Alos ocho años, cumplido el sueño de ser piloto con 1.500 horas de vuelo y superadas tres emergencias, pidió una excedencia y se fue en busca de otra obsesión: el fútbol. Es el deporte que practica desde niña, que siguió jugando en la universidad y en el Ejército. Pero esta vez iba a probar como entrenadora en Estados Unidos, siguiendo los pasos de Mia, la novia que había conocido en Rota. «Allí no te juzgan por ser mujer. En cambio, yo no creo que aquí pudiera ganarme la vida así».

Primero estuvo en California y este año ha trabajado en Hawái, su nueva residencia, en las faldas del volcán Diamond Head. «Es precioso y veo el arco iris todos los días... Es una pasada». Pero lejos de acomodarse el paraíso, el 30 de junio regresa a África, donde ya estuvo el año pasado embarcada en un proyecto humanitario que utiliza el fútbol para acercarse a la sociedad.

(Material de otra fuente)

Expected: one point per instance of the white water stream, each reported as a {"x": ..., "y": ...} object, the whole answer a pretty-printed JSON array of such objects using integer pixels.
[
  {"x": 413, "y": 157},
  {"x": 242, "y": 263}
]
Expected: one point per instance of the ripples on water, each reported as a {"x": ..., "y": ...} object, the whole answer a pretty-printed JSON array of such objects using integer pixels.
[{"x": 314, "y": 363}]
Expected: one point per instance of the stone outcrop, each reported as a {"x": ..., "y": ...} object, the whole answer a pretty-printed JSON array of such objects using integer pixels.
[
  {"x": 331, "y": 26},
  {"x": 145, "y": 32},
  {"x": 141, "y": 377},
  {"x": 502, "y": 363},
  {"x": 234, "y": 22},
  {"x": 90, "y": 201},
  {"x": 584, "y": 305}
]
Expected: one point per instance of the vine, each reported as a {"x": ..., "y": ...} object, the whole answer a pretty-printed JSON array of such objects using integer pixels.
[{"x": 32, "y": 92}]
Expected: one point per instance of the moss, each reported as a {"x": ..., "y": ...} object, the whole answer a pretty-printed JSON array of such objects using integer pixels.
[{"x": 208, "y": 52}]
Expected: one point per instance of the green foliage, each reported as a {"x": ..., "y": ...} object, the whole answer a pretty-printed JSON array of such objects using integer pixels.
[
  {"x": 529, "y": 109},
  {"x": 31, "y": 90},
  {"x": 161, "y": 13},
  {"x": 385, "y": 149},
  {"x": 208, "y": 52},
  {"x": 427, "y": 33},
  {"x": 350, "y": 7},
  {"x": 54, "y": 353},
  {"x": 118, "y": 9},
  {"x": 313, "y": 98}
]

Uganda, su destino, no es el mejor lugar para una homosexual. A los gais los queman vivos y a las lesbianas las violan entre varios hombres para que descubran que no lo son. Allí se practica la ablación porque la mujer no tiene derecho a disfrutar, solo a proporcionar placer al hombre. Nada de eso le asusta. Y, una vez más, desafía al peligro, que en aquella tierra se manifiesta de mil maneras: violacioes, robos, secuestros, asaltos... «En Uganda lo pasé peor que en el Ejército. Pasé mucho miedo y eso que volando alguna vez creí que de esa no salía...». Pero le compensa poder ayudar a las mujeres enfermas de sida que son tratadas como parias o a los niños rodeados de miseria que beben el agua que hay en suelo. «¿Valiente? Eso es muy relativo. Valiente es una mujer que trabaja, cuida a sus hijos y vive con un maltratador». Desalmados hay en todas partes. En España mismo. «En 2016 ya se han registrado setenta palizas a homosexuales en Madrid y en Valencia tengo amigos a los que insultan o empujan por parecer gais. A mí me daría miedo darle un beso a mi pareja en la calle».